Dios no permanece en silencio ante nuestra realidad, más bien sufre a través de los ojos de los que viven condiciones de vida infrahumanas, en los excluidos de tantas formas, y que son sus bienaventurados. Sufre a través de las vidas de quienes viven vacíos en sus vidas y proyectos, sufre en cada acto de violencia entre hombres y mujeres que atenta contra el sentido de fraternidad que se nos esconde y aleja cada vez más.
Crisis de fe
Dios es profundamente respetuoso al darnos el regalo de la libertad y permanece en un estado de sufrimiento constante al ver cómo dejamos que nuestros actos más instintivos prevalezcan por encima de nuestra voluntad, y por encima de nuestra capacidad de ser hermanos, de constituirnos en un verdadero “nosotros”. Sufre con los ojos de los niños que sufren, con los hombres y mujeres que lloran por la falta de oportunidades en este mundo; pero aún así respeta cabalmente su promesa. Permanece ahí, siempre presente, ofreciendo la posibilidad de acogernos para otorgarnos el amor más profundo, emanado de su gratuidad, cuando sea el momento propicio, cuando nuestro corazón así lo decida… es una tormentosa espera, pero que es promesa de otro mañana.
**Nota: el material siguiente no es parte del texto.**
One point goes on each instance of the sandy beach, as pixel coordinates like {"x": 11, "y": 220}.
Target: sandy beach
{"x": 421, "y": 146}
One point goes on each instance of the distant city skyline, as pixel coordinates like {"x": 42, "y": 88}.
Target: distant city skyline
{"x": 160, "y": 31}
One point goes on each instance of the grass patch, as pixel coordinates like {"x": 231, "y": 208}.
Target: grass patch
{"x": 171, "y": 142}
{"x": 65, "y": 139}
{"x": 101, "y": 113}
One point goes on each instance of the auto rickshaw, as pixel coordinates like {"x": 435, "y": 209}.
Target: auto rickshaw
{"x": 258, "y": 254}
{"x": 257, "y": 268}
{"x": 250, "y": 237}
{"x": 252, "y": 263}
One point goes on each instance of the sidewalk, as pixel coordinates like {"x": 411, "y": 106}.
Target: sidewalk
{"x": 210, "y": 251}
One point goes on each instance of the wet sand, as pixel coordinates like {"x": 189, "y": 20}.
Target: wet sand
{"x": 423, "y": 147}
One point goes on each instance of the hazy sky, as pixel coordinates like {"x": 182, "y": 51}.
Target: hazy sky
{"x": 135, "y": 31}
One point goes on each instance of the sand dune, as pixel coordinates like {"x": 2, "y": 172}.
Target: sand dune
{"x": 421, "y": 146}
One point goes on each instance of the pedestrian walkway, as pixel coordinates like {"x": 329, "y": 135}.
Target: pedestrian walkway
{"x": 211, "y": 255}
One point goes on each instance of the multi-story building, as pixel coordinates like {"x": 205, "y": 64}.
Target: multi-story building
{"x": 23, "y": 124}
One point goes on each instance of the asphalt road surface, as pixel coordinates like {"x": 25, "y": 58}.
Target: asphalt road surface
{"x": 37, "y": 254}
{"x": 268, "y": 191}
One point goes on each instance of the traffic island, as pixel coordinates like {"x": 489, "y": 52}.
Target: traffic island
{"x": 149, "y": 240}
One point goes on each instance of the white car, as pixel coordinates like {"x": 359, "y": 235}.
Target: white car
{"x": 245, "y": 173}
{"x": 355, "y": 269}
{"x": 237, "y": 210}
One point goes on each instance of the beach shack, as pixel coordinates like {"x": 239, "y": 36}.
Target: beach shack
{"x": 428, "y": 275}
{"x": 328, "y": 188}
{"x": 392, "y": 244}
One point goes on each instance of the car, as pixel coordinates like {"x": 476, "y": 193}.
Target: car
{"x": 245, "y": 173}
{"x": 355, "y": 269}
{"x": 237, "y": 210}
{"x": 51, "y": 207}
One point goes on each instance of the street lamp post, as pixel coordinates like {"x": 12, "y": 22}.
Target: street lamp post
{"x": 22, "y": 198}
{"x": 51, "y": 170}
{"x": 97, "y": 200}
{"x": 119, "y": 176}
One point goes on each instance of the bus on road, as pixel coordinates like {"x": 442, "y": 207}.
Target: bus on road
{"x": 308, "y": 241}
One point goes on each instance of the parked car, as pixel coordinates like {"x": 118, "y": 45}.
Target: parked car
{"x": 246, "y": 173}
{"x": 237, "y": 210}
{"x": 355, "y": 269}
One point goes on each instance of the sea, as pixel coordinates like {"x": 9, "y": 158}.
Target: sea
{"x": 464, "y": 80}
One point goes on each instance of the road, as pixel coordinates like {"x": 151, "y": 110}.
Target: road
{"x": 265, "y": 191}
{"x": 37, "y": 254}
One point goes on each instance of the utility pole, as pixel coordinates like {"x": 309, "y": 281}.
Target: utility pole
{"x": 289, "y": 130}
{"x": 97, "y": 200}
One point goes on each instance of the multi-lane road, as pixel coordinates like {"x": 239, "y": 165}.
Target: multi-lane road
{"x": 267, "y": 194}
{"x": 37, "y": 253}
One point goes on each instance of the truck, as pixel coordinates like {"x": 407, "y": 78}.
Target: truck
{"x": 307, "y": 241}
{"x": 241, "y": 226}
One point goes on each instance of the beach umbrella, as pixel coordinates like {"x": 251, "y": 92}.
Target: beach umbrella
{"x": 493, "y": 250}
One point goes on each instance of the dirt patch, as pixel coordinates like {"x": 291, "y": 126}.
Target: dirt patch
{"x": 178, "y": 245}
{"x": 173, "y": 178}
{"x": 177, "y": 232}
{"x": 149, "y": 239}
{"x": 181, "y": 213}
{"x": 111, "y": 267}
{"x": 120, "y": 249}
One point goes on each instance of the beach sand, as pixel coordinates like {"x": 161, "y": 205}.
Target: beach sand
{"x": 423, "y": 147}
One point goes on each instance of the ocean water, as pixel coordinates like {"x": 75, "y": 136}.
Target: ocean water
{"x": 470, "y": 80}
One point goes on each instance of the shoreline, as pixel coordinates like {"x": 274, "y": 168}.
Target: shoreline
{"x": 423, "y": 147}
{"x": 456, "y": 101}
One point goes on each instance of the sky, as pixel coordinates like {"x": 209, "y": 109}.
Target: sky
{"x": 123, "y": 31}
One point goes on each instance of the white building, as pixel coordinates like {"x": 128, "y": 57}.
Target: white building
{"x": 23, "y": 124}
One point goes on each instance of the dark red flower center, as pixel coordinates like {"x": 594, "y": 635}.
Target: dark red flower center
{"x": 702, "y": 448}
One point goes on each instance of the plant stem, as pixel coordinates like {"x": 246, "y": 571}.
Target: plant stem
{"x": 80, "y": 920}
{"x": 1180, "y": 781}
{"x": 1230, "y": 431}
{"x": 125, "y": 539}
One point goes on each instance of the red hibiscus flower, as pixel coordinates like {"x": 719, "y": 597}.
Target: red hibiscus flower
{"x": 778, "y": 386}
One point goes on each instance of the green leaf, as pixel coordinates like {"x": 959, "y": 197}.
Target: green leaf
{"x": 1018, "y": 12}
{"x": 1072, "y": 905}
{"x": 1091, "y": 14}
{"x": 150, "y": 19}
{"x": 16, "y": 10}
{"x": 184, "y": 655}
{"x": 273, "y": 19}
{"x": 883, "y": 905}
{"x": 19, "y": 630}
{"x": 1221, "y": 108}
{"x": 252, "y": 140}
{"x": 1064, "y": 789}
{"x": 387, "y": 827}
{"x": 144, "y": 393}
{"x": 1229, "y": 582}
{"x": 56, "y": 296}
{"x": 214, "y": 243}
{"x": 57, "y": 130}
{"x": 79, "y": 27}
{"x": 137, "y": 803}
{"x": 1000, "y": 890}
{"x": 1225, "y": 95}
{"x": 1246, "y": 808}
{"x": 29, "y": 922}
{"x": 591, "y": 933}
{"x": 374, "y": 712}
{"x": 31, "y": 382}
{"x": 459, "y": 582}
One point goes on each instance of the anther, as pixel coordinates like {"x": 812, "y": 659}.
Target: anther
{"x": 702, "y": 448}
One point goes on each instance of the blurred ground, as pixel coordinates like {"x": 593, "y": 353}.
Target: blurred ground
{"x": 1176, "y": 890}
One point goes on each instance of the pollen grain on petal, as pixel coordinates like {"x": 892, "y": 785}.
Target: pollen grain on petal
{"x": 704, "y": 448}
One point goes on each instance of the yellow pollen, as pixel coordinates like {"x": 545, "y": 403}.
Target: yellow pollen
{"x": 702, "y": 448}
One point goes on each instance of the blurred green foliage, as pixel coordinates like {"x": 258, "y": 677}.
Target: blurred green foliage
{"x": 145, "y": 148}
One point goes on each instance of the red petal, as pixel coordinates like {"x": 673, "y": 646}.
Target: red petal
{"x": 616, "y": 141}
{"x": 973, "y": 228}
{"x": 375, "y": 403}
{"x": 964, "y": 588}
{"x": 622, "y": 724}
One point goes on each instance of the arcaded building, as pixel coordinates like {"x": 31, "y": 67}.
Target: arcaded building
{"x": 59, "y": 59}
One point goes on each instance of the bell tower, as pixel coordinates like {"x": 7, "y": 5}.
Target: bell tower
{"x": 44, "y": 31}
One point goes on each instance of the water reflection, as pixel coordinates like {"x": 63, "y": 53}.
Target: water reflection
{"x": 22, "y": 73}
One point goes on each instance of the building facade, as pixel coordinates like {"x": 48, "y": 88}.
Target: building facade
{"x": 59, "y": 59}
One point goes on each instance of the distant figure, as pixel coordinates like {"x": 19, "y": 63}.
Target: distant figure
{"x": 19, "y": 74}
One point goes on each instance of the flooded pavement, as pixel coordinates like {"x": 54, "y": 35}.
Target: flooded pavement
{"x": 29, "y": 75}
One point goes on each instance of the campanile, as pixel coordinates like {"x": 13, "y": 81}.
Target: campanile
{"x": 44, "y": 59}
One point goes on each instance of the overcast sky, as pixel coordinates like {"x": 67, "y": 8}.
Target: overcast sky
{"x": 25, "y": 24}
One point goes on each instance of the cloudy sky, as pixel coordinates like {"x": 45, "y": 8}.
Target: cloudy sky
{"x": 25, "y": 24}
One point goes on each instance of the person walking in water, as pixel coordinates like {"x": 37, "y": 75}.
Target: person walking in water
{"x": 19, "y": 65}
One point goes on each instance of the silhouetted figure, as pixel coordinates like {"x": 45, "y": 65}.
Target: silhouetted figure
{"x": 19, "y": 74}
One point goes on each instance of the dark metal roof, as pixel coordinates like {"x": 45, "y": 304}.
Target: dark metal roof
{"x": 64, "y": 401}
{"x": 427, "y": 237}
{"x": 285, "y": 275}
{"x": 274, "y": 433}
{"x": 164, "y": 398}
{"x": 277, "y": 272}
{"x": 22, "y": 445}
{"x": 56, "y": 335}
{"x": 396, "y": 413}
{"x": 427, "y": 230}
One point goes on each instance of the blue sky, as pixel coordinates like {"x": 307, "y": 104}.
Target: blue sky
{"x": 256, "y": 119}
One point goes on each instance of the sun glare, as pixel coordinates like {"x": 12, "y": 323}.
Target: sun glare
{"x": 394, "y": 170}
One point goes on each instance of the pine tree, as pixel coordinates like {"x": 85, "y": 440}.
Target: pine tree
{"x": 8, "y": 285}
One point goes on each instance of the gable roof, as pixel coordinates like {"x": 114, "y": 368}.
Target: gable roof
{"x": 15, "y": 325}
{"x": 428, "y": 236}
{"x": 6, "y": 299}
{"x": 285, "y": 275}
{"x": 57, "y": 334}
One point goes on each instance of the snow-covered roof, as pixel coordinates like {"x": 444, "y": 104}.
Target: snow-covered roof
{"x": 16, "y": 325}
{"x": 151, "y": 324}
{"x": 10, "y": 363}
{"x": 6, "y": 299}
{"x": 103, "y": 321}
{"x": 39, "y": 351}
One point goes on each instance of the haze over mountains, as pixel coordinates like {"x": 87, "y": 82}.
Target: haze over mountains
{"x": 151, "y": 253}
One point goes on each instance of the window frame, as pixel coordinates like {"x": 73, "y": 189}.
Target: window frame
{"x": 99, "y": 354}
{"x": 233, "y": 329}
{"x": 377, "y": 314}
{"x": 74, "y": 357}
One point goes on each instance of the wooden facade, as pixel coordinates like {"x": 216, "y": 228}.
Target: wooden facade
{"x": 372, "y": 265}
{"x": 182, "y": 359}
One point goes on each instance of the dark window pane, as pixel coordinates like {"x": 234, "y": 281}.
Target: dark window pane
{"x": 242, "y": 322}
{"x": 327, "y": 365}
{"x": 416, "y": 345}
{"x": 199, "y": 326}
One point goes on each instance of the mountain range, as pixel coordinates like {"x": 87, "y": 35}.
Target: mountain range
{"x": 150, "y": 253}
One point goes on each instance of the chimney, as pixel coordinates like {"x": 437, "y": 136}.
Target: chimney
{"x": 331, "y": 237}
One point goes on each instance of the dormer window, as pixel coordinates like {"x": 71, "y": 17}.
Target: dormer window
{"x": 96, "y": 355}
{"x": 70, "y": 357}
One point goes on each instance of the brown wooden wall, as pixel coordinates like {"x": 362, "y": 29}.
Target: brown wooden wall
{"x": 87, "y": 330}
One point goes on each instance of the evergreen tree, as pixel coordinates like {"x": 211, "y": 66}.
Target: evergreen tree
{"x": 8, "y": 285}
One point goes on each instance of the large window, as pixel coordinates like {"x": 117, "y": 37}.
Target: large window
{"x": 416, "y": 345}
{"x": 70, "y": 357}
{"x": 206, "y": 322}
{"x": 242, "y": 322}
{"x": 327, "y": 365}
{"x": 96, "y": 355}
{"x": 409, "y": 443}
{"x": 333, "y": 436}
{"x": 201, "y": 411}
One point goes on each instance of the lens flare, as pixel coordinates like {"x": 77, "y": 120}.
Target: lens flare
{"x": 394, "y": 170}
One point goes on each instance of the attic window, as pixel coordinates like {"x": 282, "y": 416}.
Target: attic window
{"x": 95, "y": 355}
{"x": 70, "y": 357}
La religión cristiana que profesamos, para quienes hemos sido acogidos y formados en un entorno cultural asociado a esta expresión de fe, refleja la humanidad misma de quienes integramos este itinerario, ya que expresa múltiples claroscuros en la historia del ser humano desde que se ha hecho presente. Ha pasado por etapas de profunda cercanía a los hombres y mujeres, como también ha vivido una cerrazón recurrente de algunos sectores de nuestra Iglesia alejándola del proyecto de Reino profesado por Jesús para todos los hombres y mujeres en todo sitio.
Hoy la Iglesia se encuentra ante una realidad muy complicada por la pérdida de credibilidad y la falta de compromiso, por ende, al darse un humanismo individualista y una vivencia donde la ciencia y la razón se valoran por encima de la fe, resulta complicado acceder al misterio de Dios. Cuando de hecho, la experiencia de fe debería de ser un camino propicio para una mayor comprensión de la capacidad humana de abrazar la ciencia como instrumento al servicio de la plenitud de todas las personas, por tanto, del Reino.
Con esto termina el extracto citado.